Domani si nasce.
Una tragedia un orrore una vergogna.
Gli occhi si fanno bassi e viene voglia solo di piangere.
Di non parlare.
Di morire un po’. In silenzio.
Ogni singola faccia, vista o immaginata tira sulla pancia, reclama,
urla.
Impensabile quel tempo, tempo di attesa quel tempo sospeso.
Il bisogno di scappare. Il sogno accarezzato.
L’incontro con lo scafista, o chi per lui, il sogno che forse può
diventare realtà, forse l’altra parte del mondo, così vicina, si può
raggiungere davvero.
Perché l’altra parte del mondo in realtà è appiccicata.
Basta solo trovare i soldi. Tutti. Tutti quelli richiesti.
Tutti i soldi che si hanno e tutti quelli che non si hanno.
Ma per vivere, per poter vivere ancora o per la prima volta, si troveranno.
E poi la data.
Domani.
Si parte.
Domani si parte, domani si nasce.
E chissà se c’è spazio per pensare mentre si sta per andare, si
salutano mogli, madri padri nonni figli, amici e parenti, si
incontrano tutti o forse no, si comincia a essere già clandestini
nel sogno, ci si appiccica già addosso l’odore del reato e allora
meglio non dire, non far sapere.
Solo un bacio a chi amiamo di più e lo sguardo pieno di chi stiamo
lasciando e di quella terra da fuggire.
Stipati.
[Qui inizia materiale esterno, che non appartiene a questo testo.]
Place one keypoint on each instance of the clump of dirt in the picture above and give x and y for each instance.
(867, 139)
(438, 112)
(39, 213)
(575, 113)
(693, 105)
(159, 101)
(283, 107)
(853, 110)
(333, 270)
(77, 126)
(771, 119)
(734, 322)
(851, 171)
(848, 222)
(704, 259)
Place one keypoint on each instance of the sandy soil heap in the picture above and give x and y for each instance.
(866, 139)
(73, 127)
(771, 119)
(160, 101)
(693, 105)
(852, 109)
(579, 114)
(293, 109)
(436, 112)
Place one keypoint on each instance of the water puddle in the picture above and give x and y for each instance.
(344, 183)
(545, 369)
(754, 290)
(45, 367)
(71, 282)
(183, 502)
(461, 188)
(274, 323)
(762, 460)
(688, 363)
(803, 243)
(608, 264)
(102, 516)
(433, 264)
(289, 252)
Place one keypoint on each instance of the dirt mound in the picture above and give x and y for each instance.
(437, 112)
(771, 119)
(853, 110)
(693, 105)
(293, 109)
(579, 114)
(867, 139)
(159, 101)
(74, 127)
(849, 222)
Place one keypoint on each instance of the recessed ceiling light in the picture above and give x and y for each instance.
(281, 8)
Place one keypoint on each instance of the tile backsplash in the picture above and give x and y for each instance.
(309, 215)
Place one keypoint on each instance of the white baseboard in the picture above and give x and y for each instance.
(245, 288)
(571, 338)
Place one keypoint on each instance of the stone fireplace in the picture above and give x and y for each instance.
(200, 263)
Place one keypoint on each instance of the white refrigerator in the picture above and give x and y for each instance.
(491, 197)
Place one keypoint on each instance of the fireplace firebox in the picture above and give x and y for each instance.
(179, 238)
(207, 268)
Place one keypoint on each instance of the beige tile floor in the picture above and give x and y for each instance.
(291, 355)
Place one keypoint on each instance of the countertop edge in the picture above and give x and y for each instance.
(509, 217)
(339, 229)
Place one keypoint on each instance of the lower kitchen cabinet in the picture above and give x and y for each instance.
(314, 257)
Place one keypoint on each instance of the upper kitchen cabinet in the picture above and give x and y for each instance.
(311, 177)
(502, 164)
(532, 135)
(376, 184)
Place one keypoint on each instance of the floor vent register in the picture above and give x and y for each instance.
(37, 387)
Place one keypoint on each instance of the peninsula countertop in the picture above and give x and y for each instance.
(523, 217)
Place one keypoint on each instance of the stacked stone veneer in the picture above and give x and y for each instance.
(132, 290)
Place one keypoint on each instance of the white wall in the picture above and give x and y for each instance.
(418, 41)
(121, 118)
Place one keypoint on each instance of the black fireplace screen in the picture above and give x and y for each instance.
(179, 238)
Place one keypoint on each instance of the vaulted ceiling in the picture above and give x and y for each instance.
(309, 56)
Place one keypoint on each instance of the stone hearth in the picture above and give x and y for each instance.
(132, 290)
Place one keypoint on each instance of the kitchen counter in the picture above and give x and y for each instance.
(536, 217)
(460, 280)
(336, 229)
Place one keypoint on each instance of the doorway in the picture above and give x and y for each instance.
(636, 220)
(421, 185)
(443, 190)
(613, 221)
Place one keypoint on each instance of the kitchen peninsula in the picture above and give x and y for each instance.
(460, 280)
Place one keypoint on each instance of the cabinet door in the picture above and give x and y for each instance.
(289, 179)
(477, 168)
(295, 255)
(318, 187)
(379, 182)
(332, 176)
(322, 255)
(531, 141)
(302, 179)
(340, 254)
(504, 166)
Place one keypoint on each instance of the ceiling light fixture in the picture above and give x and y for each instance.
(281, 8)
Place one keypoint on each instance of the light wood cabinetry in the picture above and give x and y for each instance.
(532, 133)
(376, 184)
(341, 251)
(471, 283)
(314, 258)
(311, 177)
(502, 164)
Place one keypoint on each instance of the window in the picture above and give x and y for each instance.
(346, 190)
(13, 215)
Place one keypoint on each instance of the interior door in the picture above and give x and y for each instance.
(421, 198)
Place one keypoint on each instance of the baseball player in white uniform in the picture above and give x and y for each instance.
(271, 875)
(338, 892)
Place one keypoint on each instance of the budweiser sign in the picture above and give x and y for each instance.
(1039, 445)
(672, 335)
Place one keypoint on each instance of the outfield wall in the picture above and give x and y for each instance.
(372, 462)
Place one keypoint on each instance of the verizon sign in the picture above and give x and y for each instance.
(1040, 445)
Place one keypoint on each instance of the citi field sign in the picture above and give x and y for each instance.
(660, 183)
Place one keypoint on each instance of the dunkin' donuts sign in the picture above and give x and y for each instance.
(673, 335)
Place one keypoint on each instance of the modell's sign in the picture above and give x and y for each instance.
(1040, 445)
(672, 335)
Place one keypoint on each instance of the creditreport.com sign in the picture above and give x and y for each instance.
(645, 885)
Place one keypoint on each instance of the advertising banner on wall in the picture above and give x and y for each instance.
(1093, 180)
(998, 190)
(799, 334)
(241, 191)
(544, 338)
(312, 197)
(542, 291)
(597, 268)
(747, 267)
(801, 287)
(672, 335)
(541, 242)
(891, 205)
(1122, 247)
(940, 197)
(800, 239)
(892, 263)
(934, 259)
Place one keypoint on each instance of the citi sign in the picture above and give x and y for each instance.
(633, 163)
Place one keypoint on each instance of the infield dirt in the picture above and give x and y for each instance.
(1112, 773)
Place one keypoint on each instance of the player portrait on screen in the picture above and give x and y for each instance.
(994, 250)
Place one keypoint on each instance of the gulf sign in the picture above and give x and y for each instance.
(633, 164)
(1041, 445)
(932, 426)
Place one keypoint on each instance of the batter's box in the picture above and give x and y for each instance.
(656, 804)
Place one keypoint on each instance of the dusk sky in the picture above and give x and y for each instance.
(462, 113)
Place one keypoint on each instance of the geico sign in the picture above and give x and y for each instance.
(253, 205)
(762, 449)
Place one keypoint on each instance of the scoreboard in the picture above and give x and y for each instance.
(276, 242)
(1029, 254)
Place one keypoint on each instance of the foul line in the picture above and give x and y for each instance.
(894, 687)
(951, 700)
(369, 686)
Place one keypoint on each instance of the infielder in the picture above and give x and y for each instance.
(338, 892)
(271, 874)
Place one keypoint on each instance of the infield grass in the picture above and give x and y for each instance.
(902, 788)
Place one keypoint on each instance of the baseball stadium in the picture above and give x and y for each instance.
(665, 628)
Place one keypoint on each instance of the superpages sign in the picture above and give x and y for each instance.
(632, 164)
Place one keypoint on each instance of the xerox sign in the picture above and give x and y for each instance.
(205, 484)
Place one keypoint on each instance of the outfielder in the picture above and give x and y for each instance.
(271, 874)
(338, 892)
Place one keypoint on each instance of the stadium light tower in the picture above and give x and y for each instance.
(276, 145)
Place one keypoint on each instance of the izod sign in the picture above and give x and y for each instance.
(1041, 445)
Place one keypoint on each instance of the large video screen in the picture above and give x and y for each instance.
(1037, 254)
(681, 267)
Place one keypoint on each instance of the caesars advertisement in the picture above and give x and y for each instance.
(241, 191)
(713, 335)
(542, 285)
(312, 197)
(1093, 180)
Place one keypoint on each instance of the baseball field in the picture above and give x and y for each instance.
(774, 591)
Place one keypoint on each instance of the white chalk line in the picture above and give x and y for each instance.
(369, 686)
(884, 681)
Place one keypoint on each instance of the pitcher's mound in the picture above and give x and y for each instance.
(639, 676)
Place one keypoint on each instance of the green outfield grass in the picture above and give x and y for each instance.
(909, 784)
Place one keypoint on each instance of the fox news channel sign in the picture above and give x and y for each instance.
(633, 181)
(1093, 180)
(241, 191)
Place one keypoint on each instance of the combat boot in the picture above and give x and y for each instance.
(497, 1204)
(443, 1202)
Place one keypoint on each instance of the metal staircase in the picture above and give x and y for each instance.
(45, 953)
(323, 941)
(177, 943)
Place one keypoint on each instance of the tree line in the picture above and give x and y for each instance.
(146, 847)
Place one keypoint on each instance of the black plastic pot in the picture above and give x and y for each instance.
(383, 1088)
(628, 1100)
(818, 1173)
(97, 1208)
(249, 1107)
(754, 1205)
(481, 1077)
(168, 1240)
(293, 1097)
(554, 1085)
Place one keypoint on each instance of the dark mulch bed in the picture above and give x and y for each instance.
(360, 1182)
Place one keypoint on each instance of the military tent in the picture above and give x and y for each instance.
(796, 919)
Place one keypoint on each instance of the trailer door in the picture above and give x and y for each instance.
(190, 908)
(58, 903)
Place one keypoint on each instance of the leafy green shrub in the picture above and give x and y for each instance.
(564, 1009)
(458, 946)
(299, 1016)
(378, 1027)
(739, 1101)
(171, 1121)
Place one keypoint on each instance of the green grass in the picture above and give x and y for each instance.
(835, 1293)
Ammucchiati. Ammassati.
Così si sta sulla barca della salvezza.
Non si va incontro al nuovo mondo sorridendo ma col buio della notte
fuori e dentro di sè, stretti in uno spazio disumano ancorati solo
al proprio sogno, sopravvissuti a un mare che si ribella e urla e
vomita senza sosta, e prende a cinghiate e rifiuta e incendia
barche, e speranze e vite. Punisce.
Punisce perchè colpevoli.
Colpevoli di aver osato il sogno.
Così si sta sulla barca della salvezza così sta chi ce l’ha fatta,
chi è sopravvissuto. Chi ha toccato terra.
Stipato. Ammucchiato. Ammassato. Stipato in centri sovraffollati.
Urla il mare nostro urla disperato e urlate anche voi.
Urlate più forte che potete che domani, qui, si muore.